Download or read book Euripides I. Alcestis, The Medea, The Heracleidae, Hippolytus, The Cyclops, Heracles, Iphigenia in Tauris written by Euripides and published by . This book was released on 1955 with total page 439 pages. Available in PDF, EPUB and Kindle. Book excerpt:

Euripides

Download Euripides PDF Online Free

Author :
Publisher : Liverpool University Press
ISBN 13 : 1908343354
Total Pages : 539 pages
Book Rating : 4.52/5 ( download)

DOWNLOAD NOW!


Book Synopsis Euripides by : Christopher Collard

Download or read book Euripides written by Christopher Collard and published by Liverpool University Press. This book was released on 2013 with total page 539 pages. Available in PDF, EPUB and Kindle. Book excerpt: Satyric is the most thinly attested genre of Greek drama, but it appears to have been the oldest and according to Aristotle formative for tragedy. By the 5th Century BC at Athens it shared most of its compositional elements with tragedy, to which it became an adjunct; for at the annual great dramatic festivals, it was performed only together with, and after, the three tragedies which each poet was required to present in competition.

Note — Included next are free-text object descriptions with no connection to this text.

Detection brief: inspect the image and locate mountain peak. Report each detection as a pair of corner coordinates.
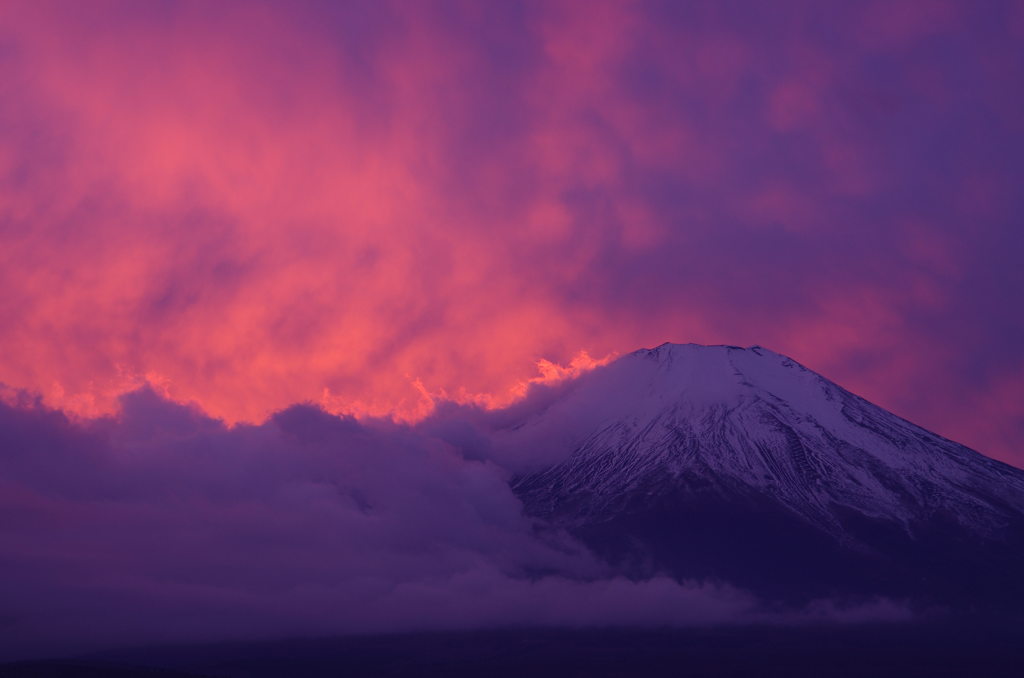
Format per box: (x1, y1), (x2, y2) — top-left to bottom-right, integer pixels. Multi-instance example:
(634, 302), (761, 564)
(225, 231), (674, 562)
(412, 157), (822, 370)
(609, 342), (826, 417)
(511, 341), (1024, 606)
(633, 341), (776, 353)
(627, 342), (798, 375)
(632, 342), (756, 358)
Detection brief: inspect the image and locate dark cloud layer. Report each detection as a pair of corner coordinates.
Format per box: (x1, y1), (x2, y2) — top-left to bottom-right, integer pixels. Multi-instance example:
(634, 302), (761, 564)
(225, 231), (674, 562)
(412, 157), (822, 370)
(0, 388), (909, 661)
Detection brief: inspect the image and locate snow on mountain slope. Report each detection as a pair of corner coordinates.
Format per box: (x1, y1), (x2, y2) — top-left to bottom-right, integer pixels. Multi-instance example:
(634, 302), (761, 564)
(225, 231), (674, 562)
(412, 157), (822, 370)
(510, 343), (1024, 539)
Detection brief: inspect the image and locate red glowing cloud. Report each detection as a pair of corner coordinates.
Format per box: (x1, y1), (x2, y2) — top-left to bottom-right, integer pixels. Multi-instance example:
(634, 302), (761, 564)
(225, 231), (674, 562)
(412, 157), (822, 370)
(1, 1), (1022, 464)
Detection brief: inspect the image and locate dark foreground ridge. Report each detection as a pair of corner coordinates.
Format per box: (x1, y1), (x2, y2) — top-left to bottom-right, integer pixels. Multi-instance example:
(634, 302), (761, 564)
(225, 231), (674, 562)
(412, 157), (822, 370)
(4, 625), (1024, 678)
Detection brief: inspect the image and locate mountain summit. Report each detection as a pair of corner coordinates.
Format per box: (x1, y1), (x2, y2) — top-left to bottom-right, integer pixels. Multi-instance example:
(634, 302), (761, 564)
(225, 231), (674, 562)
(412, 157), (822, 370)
(511, 343), (1024, 608)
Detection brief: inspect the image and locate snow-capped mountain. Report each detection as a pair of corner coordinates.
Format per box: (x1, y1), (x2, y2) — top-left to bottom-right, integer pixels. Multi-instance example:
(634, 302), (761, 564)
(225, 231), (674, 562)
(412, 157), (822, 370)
(509, 344), (1024, 606)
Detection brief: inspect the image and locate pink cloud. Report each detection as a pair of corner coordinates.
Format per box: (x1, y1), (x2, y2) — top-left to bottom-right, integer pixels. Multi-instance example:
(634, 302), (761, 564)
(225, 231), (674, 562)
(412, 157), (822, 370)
(0, 0), (1021, 468)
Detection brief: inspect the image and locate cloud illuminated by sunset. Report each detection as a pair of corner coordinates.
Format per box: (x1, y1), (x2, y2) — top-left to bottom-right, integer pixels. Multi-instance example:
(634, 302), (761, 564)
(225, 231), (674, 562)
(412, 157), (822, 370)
(1, 0), (1022, 465)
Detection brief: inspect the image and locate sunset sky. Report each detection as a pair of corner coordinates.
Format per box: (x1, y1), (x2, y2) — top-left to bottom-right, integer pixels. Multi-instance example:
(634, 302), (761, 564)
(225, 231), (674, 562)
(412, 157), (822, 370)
(2, 0), (1022, 466)
(4, 0), (1024, 663)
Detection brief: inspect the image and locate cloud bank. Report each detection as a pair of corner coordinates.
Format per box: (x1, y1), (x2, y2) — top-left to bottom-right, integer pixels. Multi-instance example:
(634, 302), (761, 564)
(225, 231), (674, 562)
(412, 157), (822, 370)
(0, 388), (910, 661)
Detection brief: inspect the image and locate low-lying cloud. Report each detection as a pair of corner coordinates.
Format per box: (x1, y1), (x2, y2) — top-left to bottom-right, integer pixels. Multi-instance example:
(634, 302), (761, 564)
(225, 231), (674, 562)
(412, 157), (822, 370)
(0, 387), (910, 661)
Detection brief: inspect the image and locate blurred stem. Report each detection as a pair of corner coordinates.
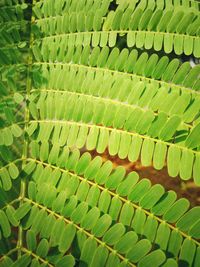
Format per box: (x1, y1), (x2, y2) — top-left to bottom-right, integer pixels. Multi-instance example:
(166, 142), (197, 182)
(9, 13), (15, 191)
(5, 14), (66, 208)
(17, 0), (35, 258)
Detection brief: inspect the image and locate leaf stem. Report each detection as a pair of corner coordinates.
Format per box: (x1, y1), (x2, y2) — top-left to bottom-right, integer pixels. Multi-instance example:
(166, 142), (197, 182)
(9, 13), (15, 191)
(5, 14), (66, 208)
(28, 120), (200, 156)
(26, 157), (200, 247)
(17, 0), (35, 258)
(33, 61), (200, 97)
(24, 197), (135, 267)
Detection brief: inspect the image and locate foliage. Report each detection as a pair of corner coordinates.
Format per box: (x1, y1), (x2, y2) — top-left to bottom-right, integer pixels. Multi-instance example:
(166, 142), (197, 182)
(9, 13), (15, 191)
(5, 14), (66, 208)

It was in contrast with them, aesthetically and emotionally, its plays being considerably shorter and simpler; coarse and half-way to comedy, it burlesqued heroic and tragic myth, frequently that just dramatised and performed in the tragedies. Euripides' Cyclops is the only satyr-play which survives complete. It is generally held to be the poet's late work, but its companion tragedies are not identifiable. Its title alone signals its content, Odysseus' escape from the one-eyed, man-eating monster, familiar from Book 9 of Homer's Odyssey. Because of its uniqueness, Cyclops could afford only a limited idea of satyric drama's range, which the many but brief quotations from other authors and plays barely coloured. Our knowledge and appreciation of the genre have been greatly enlarged, however, by recovery since the early 20th Century of considerable fragments of Aeschylus, Euripides' predecessor, and of Sophocles, his contemporary – but not, so far, of Euripides himself. This volume provides English readers for the first time with all the most important texts of satyric drama, with facing-page translation, substantial introduction and detailed commentary. It includes not only the major papyri, but very many shorter fragments of importance, both on papyrus and in quotation, from the 5th to the 3rd Centuries; there are also one or two texts whose interest lies in their problematic ascription to the genre at all. The intention is to illustrate it as fully as practicable.